Durante un controllo effettuato in data 20 novembre 2015, alle ore 20:47, le forze dell’ordine accertavano la sua assenza. La violazione era stata confermata anche dalla moglie dell’imputato, la quale aveva dichiarato che il coniuge si era allontanato senza alcuna giustificazione. Sia il Tribunale di primo grado che la Corte d’Appello avevano confermato la sua responsabilità penale, condannandolo a una pena detentiva, pur riconoscendo le attenuanti generiche.

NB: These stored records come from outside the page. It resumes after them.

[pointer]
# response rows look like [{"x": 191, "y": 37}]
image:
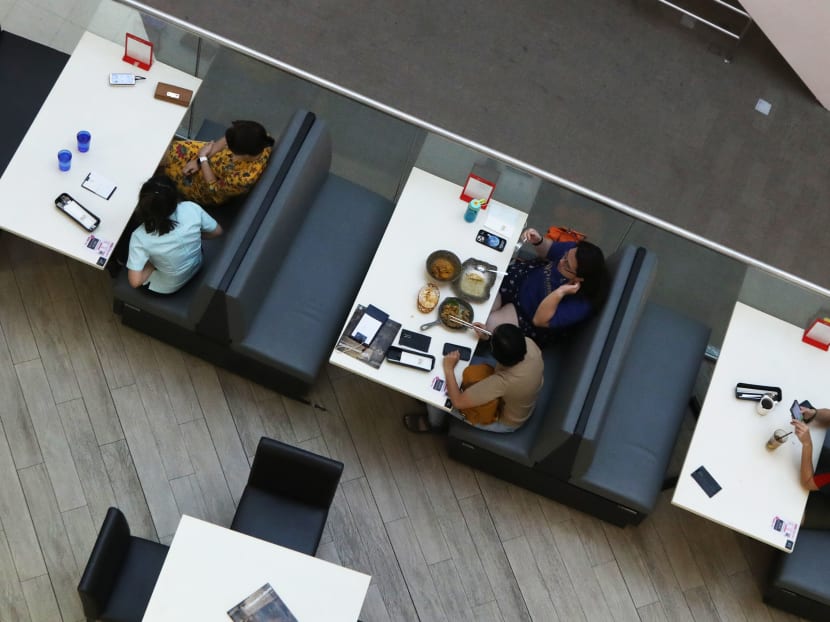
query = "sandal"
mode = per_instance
[{"x": 419, "y": 423}]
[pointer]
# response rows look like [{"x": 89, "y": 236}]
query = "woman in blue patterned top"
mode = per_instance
[{"x": 562, "y": 287}]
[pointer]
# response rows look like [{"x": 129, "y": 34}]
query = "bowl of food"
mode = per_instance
[
  {"x": 443, "y": 266},
  {"x": 428, "y": 297},
  {"x": 475, "y": 280},
  {"x": 453, "y": 308}
]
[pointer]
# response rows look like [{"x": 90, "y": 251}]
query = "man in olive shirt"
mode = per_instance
[{"x": 516, "y": 382}]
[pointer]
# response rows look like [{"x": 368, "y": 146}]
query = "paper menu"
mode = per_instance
[{"x": 100, "y": 185}]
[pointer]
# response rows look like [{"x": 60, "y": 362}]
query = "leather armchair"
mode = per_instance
[
  {"x": 287, "y": 498},
  {"x": 121, "y": 572}
]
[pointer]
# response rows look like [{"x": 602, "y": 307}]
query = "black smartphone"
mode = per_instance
[
  {"x": 491, "y": 240},
  {"x": 706, "y": 481},
  {"x": 464, "y": 352},
  {"x": 77, "y": 212},
  {"x": 410, "y": 358},
  {"x": 795, "y": 411}
]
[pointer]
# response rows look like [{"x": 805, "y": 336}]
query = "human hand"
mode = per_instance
[
  {"x": 808, "y": 414},
  {"x": 569, "y": 289},
  {"x": 450, "y": 361},
  {"x": 802, "y": 432},
  {"x": 531, "y": 235},
  {"x": 479, "y": 327},
  {"x": 191, "y": 167}
]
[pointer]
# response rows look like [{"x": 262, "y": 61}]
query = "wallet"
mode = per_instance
[{"x": 173, "y": 94}]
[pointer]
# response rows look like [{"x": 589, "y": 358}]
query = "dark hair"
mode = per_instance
[
  {"x": 247, "y": 138},
  {"x": 590, "y": 266},
  {"x": 157, "y": 201},
  {"x": 508, "y": 344}
]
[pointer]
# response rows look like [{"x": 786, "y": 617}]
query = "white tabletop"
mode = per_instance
[
  {"x": 130, "y": 131},
  {"x": 209, "y": 569},
  {"x": 429, "y": 216},
  {"x": 758, "y": 485}
]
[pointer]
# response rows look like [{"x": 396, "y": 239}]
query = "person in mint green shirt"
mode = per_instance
[{"x": 166, "y": 248}]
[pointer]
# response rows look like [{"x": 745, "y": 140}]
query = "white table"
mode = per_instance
[
  {"x": 209, "y": 569},
  {"x": 429, "y": 216},
  {"x": 729, "y": 440},
  {"x": 130, "y": 131}
]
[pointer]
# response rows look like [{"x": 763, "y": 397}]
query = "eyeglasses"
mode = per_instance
[{"x": 566, "y": 264}]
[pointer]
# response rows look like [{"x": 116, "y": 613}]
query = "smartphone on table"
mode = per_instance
[{"x": 77, "y": 212}]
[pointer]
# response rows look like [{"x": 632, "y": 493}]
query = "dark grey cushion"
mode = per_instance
[
  {"x": 278, "y": 232},
  {"x": 281, "y": 520},
  {"x": 187, "y": 306},
  {"x": 306, "y": 302},
  {"x": 805, "y": 570},
  {"x": 627, "y": 461},
  {"x": 136, "y": 580}
]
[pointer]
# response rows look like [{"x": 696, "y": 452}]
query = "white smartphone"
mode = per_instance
[{"x": 122, "y": 79}]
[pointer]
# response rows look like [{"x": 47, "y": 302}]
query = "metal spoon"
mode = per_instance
[
  {"x": 430, "y": 324},
  {"x": 482, "y": 268}
]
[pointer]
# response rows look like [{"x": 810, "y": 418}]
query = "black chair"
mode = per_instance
[
  {"x": 287, "y": 498},
  {"x": 121, "y": 572}
]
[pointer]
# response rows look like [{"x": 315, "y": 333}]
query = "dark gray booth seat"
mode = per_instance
[
  {"x": 799, "y": 580},
  {"x": 199, "y": 303},
  {"x": 630, "y": 455},
  {"x": 598, "y": 382},
  {"x": 290, "y": 296}
]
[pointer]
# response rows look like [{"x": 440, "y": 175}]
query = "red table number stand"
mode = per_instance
[
  {"x": 818, "y": 334},
  {"x": 138, "y": 51}
]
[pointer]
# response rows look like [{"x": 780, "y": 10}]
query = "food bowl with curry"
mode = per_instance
[{"x": 443, "y": 266}]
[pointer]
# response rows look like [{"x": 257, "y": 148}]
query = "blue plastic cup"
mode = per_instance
[
  {"x": 64, "y": 159},
  {"x": 83, "y": 141}
]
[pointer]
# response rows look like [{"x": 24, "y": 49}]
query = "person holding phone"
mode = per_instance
[
  {"x": 563, "y": 286},
  {"x": 817, "y": 481},
  {"x": 166, "y": 248},
  {"x": 211, "y": 173},
  {"x": 514, "y": 382}
]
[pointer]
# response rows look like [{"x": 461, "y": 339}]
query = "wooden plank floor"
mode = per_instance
[{"x": 94, "y": 414}]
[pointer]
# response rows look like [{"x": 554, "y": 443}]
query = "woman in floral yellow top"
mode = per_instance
[{"x": 210, "y": 173}]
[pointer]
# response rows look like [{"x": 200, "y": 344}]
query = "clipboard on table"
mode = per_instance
[
  {"x": 100, "y": 185},
  {"x": 818, "y": 334},
  {"x": 173, "y": 94}
]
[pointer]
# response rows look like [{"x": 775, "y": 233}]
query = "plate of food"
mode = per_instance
[
  {"x": 443, "y": 266},
  {"x": 475, "y": 280}
]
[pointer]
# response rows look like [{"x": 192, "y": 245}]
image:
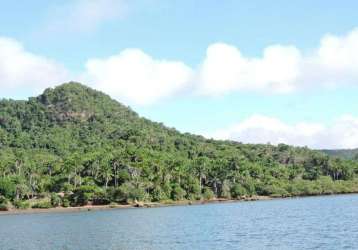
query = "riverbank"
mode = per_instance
[
  {"x": 127, "y": 206},
  {"x": 89, "y": 208}
]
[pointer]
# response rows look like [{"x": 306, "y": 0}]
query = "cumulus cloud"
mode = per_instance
[
  {"x": 225, "y": 69},
  {"x": 21, "y": 70},
  {"x": 136, "y": 77},
  {"x": 84, "y": 15},
  {"x": 281, "y": 69},
  {"x": 343, "y": 133}
]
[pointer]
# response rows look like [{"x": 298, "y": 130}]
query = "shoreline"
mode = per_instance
[{"x": 89, "y": 208}]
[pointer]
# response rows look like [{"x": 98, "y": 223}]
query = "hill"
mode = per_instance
[
  {"x": 350, "y": 154},
  {"x": 73, "y": 145}
]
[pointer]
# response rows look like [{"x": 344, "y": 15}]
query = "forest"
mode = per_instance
[{"x": 75, "y": 146}]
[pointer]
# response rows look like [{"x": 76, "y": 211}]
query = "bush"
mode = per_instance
[
  {"x": 55, "y": 200},
  {"x": 19, "y": 204},
  {"x": 66, "y": 202},
  {"x": 128, "y": 193},
  {"x": 178, "y": 193},
  {"x": 4, "y": 204},
  {"x": 4, "y": 207},
  {"x": 238, "y": 190},
  {"x": 7, "y": 188},
  {"x": 208, "y": 194},
  {"x": 42, "y": 205}
]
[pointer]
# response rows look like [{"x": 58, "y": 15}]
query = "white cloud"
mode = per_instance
[
  {"x": 136, "y": 77},
  {"x": 133, "y": 76},
  {"x": 84, "y": 15},
  {"x": 21, "y": 70},
  {"x": 343, "y": 133},
  {"x": 281, "y": 69},
  {"x": 225, "y": 69}
]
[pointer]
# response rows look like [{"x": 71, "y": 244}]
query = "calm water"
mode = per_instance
[{"x": 305, "y": 223}]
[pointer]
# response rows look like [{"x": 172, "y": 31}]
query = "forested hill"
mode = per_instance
[
  {"x": 73, "y": 145},
  {"x": 351, "y": 154}
]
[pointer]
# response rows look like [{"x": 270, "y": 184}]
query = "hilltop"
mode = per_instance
[{"x": 73, "y": 145}]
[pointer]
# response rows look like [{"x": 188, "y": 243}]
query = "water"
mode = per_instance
[{"x": 329, "y": 222}]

Analisi del Ricorso Inammissibile Presentato dall’Imputato
Contro la sentenza della Corte d’Appello, l’imputato, tramite il suo difensore, ha proposto ricorso per Cassazione. I motivi del ricorso, tuttavia, sono stati giudicati dalla Suprema Corte come palesemente generici, non supportati da specificità e pertinenza. Le critiche mosse alla sentenza impugnata si limitavano a denunciare presunti difetti di contraddittorietà e illogicità della motivazione, senza però individuarli concretamente nel provvedimento.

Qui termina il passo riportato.